Engaging Babies and Kids

Is there a time for youth engagement? Recently I was leading a workshop when a parent asked me that question. I answered by explaining that engagement happens from the youngest years and onward. Here are some of my thoughts.

 


Youth engagement happens during infancy. Parents who deliberately respond to their infants’ needs in holistic ways lay the foundation for lifelong engagement. Respecting young babies can mean encouraging their “personhood” – that is, being as attentive, courteous, and deliberate about them as you are with older people. Experts suggest close physical time between parents and children creates the strong personal attachment that can lead to strong community bonds. A father who nurtures his baby, rather than avoiding or “handing off” responsibilities, supports strong engagement. Developing a strong sense of community is important at this phase as well. When small children are surrounded by caring adults they learn that their responsibility is to care.

When an infant “goo-goos” at you, listen to them. They will learn that when they speak, their voice has impact. Listening to a child’s voice is the first step of the Cycle of Youth Engagement. It is also important to give young infants your undivided attention for at least short periods of your day. This shows young children that their presence and activity is important enough for you to stop your day and be with them.

 


Youth engagement happens during childhood.

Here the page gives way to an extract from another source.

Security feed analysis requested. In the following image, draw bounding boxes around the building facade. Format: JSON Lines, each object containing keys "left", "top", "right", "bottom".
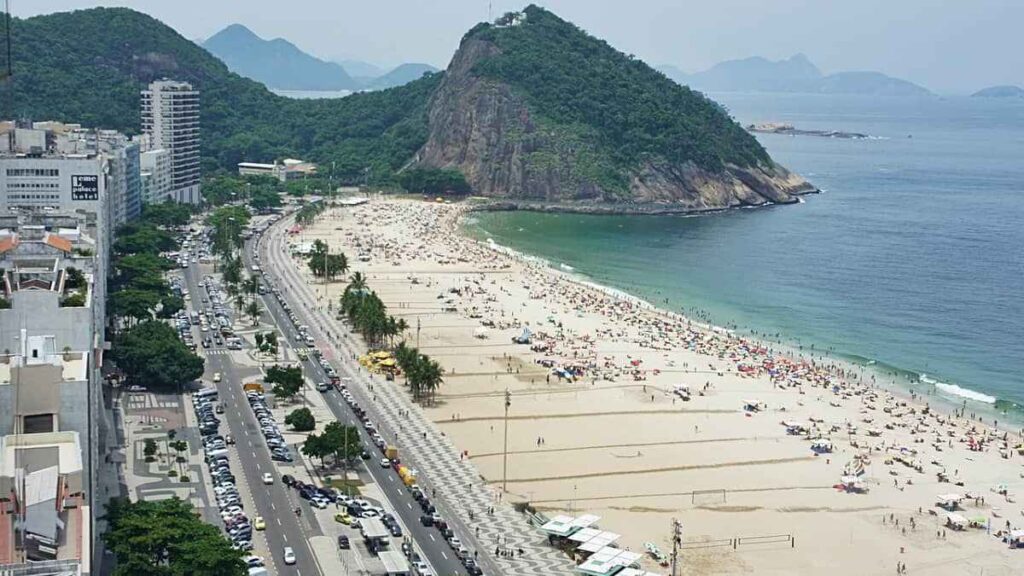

Investing in children can mean building their skills and giving the time, resources, and space needed in order to share responsibility with them. However, it also means developing the skills and investments adults need to succeed, as well. Communicating with toddlers and children means talking with them, not at them. That’s a skill that adults usually have to learn, starting with unlearning their previous behaviors. Acknowledging children’s voices can be important for self-worth. It can also help form a community expectation. As adults, engaging children requires us to change our behavior while we strive to mold the behavior of children. However, this is an essential developmental phase where children inform their sense of identity, purpose, and belonging within their larger village. Part of this expectation is to turn a popular idiom on its head: Instead of, “It takes a village to raise a child,” think about what it means to say, “It takes a child to raise a village.” That’s what Youth engagement is about. 

When children go through hard times, they usually figure out how to “deal with it.” This ability, called resilience, is a powerful skill. However, children need to learn how to use it positively. Design Youth engagement activities to teach children how to rely on community as a collective benefit that can help them. That will build up the positive power of young people to change not just their own lives, but the communities around them.

What do you think about engaging babies and children?